Inference for Two-stage Experiments under Covariate-Adaptive Randomization

This paper studies inference in two-stage randomized experiments under covariate-adaptive randomization. In the initial stage of this experimental design, clusters (e.g., households, schools, or graph partitions) are stratified and randomly assigned to control or treatment groups based on cluster-level covariates. Subsequently, an independent second-stage design is carried out, wherein units within each treated cluster are further stratified and randomly assigned to either control or treatment groups, based on individual-level covariates. Under the homogeneous partial interference assumption, I establish conditions under which the proposed difference-in-``average of averages'' estimators are consistent and asymptotically normal for the corresponding average primary and spillover effects and develop consistent estimators of their asymptotic variances. Combining these results establishes the asymptotic validity of tests based on these estimators. My findings suggest that ignoring covariate information in the design stage can result in efficiency loss, and commonly used inference methods that ignore or improperly use covariate information can lead to either conservative or invalid inference. Then, I apply these results to studying optimal use of covariate information under covariate-adaptive randomization in large samples, and demonstrate that a specific generalized matched-pair design achieves minimum asymptotic variance for each proposed estimator.

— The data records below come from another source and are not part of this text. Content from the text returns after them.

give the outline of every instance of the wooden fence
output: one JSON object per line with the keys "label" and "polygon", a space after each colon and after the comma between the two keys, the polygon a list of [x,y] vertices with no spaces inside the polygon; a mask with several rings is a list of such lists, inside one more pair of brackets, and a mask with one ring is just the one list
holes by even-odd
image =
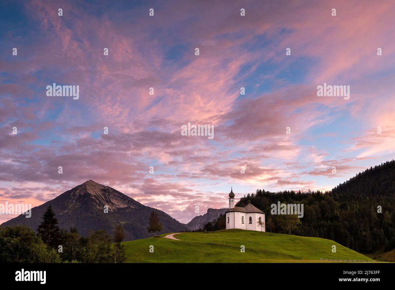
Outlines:
{"label": "wooden fence", "polygon": [[382,262],[382,261],[365,261],[359,260],[331,260],[331,259],[323,259],[320,258],[321,261],[331,261],[334,262]]}

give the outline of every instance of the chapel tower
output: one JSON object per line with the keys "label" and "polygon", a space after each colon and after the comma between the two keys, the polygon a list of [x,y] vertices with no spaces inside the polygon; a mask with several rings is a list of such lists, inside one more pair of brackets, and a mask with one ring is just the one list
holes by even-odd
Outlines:
{"label": "chapel tower", "polygon": [[231,187],[230,193],[229,193],[229,208],[233,208],[234,207],[235,194],[233,193],[233,190]]}

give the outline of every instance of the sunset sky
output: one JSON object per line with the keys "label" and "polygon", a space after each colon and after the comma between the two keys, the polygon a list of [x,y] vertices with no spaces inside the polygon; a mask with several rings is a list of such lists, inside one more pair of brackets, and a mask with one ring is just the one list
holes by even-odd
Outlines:
{"label": "sunset sky", "polygon": [[[237,201],[330,190],[394,159],[394,15],[364,0],[2,1],[0,203],[92,180],[186,223],[231,186]],[[79,99],[47,96],[53,83]],[[350,99],[317,96],[324,83]],[[188,122],[214,138],[182,136]]]}

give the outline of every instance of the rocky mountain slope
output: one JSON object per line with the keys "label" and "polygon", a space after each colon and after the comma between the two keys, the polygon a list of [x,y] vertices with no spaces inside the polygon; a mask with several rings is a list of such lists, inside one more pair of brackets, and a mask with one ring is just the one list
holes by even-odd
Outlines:
{"label": "rocky mountain slope", "polygon": [[[121,224],[125,230],[125,240],[148,238],[152,236],[147,228],[149,215],[158,212],[163,225],[161,232],[188,230],[188,228],[164,211],[142,204],[109,186],[88,180],[68,190],[51,200],[32,209],[32,217],[24,215],[3,223],[2,226],[24,225],[36,230],[41,217],[51,205],[61,228],[68,230],[76,227],[80,234],[86,236],[89,230],[103,229],[111,234]],[[105,213],[104,207],[108,208]]]}

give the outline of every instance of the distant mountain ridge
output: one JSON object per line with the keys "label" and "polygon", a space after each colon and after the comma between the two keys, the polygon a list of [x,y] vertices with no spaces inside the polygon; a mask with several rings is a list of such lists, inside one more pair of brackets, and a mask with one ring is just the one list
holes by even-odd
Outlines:
{"label": "distant mountain ridge", "polygon": [[[161,233],[189,230],[185,225],[164,212],[146,206],[117,190],[93,180],[88,180],[33,208],[30,218],[21,215],[1,226],[23,225],[36,230],[50,204],[56,214],[61,228],[68,230],[75,226],[80,234],[85,236],[90,230],[103,229],[111,233],[121,224],[125,230],[125,240],[148,238],[152,236],[147,228],[152,211],[158,213],[163,224]],[[108,213],[104,212],[105,206],[108,208]]]}
{"label": "distant mountain ridge", "polygon": [[371,167],[332,190],[333,193],[395,195],[395,161]]}
{"label": "distant mountain ridge", "polygon": [[221,208],[219,210],[209,208],[207,210],[207,213],[202,215],[195,217],[186,224],[186,226],[192,230],[203,228],[204,224],[209,221],[213,221],[218,218],[221,213],[224,214],[227,210],[227,208]]}

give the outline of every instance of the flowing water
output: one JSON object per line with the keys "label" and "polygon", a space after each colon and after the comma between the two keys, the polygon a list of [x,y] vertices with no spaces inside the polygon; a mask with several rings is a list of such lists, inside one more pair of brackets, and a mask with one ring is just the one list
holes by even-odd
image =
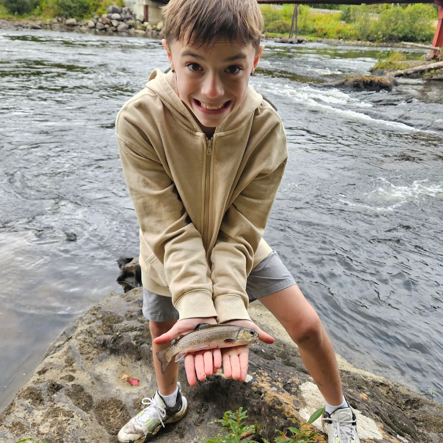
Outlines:
{"label": "flowing water", "polygon": [[[321,83],[378,50],[266,43],[251,78],[288,167],[265,234],[357,366],[443,400],[443,85]],[[158,40],[0,31],[0,409],[138,252],[114,120]],[[77,235],[67,240],[66,233]]]}

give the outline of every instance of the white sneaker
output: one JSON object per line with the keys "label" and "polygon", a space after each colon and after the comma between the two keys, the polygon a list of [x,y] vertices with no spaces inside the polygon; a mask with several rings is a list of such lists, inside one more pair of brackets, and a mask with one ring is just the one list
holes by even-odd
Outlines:
{"label": "white sneaker", "polygon": [[168,408],[157,391],[153,398],[144,398],[147,405],[143,411],[133,417],[120,430],[117,438],[120,443],[144,443],[150,440],[163,426],[181,420],[186,413],[188,404],[182,396],[181,386],[178,383],[175,404]]}
{"label": "white sneaker", "polygon": [[328,443],[360,443],[357,418],[350,408],[337,409],[330,415],[325,411],[322,420]]}

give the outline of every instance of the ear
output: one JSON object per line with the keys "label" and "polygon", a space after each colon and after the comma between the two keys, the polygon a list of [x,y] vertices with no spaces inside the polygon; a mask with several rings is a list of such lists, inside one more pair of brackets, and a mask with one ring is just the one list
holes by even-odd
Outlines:
{"label": "ear", "polygon": [[258,61],[260,59],[260,57],[261,57],[261,53],[263,52],[264,49],[264,45],[260,45],[258,47],[258,52],[257,53],[257,55],[256,55],[255,58],[254,59],[254,71],[255,70],[255,68],[257,67],[257,65],[258,64]]}
{"label": "ear", "polygon": [[[172,56],[171,54],[171,51],[169,50],[169,48],[168,47],[167,42],[166,41],[165,39],[163,39],[162,40],[162,44],[163,45],[163,47],[165,48],[165,51],[166,51],[166,54],[167,54],[168,59],[169,60],[169,64],[171,65],[171,69],[174,69],[174,64],[172,63]],[[264,47],[264,46],[263,47]]]}

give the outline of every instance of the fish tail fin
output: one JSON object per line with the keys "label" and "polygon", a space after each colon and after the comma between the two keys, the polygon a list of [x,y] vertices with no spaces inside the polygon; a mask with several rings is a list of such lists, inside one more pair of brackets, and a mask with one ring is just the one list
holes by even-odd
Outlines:
{"label": "fish tail fin", "polygon": [[166,356],[166,350],[159,351],[157,353],[157,358],[162,364],[162,373],[164,374],[166,372],[166,369],[169,365],[169,360]]}

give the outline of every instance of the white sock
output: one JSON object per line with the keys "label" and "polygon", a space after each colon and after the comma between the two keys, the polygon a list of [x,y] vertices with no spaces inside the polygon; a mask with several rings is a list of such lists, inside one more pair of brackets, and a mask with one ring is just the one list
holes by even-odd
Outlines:
{"label": "white sock", "polygon": [[177,393],[179,392],[179,387],[177,387],[177,389],[175,389],[175,392],[173,394],[171,394],[171,395],[163,395],[163,394],[160,393],[160,391],[159,391],[159,393],[162,396],[162,398],[163,399],[163,401],[165,402],[165,404],[166,405],[168,408],[172,408],[173,406],[175,404],[175,400],[177,400]]}
{"label": "white sock", "polygon": [[330,415],[333,412],[337,411],[337,409],[341,409],[342,408],[349,408],[349,405],[348,402],[345,400],[344,396],[343,396],[343,403],[341,404],[339,404],[337,406],[332,406],[326,400],[325,400],[325,410]]}

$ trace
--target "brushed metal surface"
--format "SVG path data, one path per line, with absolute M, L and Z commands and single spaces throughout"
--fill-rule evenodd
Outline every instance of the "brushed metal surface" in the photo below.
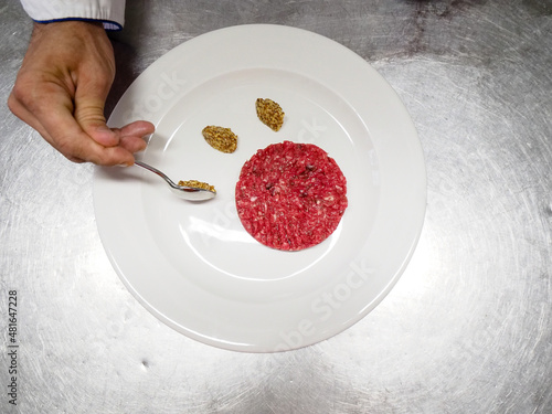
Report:
M 395 88 L 428 174 L 414 257 L 362 321 L 282 354 L 214 349 L 159 322 L 99 242 L 91 166 L 0 109 L 2 413 L 552 412 L 552 3 L 131 1 L 108 112 L 156 59 L 243 23 L 307 29 Z M 3 2 L 6 102 L 31 23 Z M 190 62 L 193 64 L 193 62 Z M 18 290 L 18 405 L 8 291 Z M 6 329 L 4 329 L 6 328 Z

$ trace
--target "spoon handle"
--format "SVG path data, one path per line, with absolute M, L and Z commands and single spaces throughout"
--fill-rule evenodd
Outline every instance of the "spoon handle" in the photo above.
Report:
M 139 166 L 139 167 L 141 167 L 141 168 L 145 168 L 146 170 L 149 170 L 149 171 L 151 171 L 151 172 L 153 172 L 153 173 L 158 174 L 158 176 L 159 176 L 159 177 L 161 177 L 164 181 L 167 181 L 167 182 L 169 183 L 169 185 L 170 185 L 170 187 L 178 188 L 178 185 L 177 185 L 177 184 L 174 184 L 174 183 L 172 182 L 172 180 L 171 180 L 169 177 L 167 177 L 166 174 L 163 174 L 163 173 L 162 173 L 161 171 L 159 171 L 157 168 L 153 168 L 153 167 L 151 167 L 151 166 L 148 166 L 147 163 L 141 162 L 141 161 L 135 161 L 135 164 L 137 164 L 137 166 Z

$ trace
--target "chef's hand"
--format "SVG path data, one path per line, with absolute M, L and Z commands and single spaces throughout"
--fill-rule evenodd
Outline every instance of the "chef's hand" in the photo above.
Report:
M 8 106 L 72 161 L 130 166 L 155 127 L 106 126 L 114 77 L 113 46 L 102 23 L 35 23 Z

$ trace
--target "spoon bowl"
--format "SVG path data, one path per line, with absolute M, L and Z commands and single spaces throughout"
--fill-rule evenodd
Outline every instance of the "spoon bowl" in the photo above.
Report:
M 161 177 L 169 184 L 172 193 L 179 197 L 180 199 L 189 201 L 203 201 L 203 200 L 210 200 L 216 195 L 216 191 L 214 190 L 208 190 L 200 187 L 178 185 L 163 172 L 159 171 L 157 168 L 153 168 L 142 161 L 135 161 L 135 166 L 141 167 Z

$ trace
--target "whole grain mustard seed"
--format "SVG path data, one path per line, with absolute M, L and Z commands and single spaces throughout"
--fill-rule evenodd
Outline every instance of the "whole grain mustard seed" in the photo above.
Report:
M 216 192 L 216 190 L 214 189 L 214 185 L 210 185 L 206 182 L 202 182 L 202 181 L 198 181 L 198 180 L 185 180 L 185 181 L 180 180 L 178 182 L 178 184 L 180 187 L 194 187 L 198 189 L 203 189 L 203 190 Z
M 205 141 L 221 152 L 234 152 L 237 148 L 237 135 L 232 129 L 210 125 L 201 131 Z
M 272 130 L 278 131 L 284 125 L 285 113 L 274 100 L 258 98 L 255 102 L 255 108 L 258 119 Z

Finally, I discuss covariate adjustment, which incorporates additional baseline covariates not used for treatment assignment. The practical relevance of the theoretical results is illustrated through a simulation study and an empirical application.

翻译：本文研究协变量自适应随机化下两阶段随机实验的推断问题。在此实验设计的初始阶段，根据聚类层面的协变量对聚类（如家庭、学校或图划分）进行分层，并将其随机分配至控制组或处理组。随后实施独立的第二阶段设计：在每个处理聚类内，基于个体层面的协变量对单元进一步分层，并随机分配至控制组或处理组。在同质部分干扰假设下，本文建立了使所提出的“均值之均值”差分估计量对相应平均主效应与溢出效应具有一致性与渐近正态性的条件，并构建了其渐近方差的一致估计量。结合这些结果可证得基于这些估计量的检验具有渐近有效性。研究结果表明：在设计阶段忽略协变量信息可能导致效率损失；而忽略或不当使用协变量信息的常用推断方法可能产生保守或无效的推断。进而，我将这些结果应用于大样本下协变量自适应随机化中协变量信息的最优利用研究，证明特定的广义配对设计能使每个所提估计量达到最小渐近方差。最后，本文讨论了协变量调整方法——该方法纳入了未用于治疗分配的其他基线协变量。通过模拟研究与实证应用，阐明了理论结果的实际意义。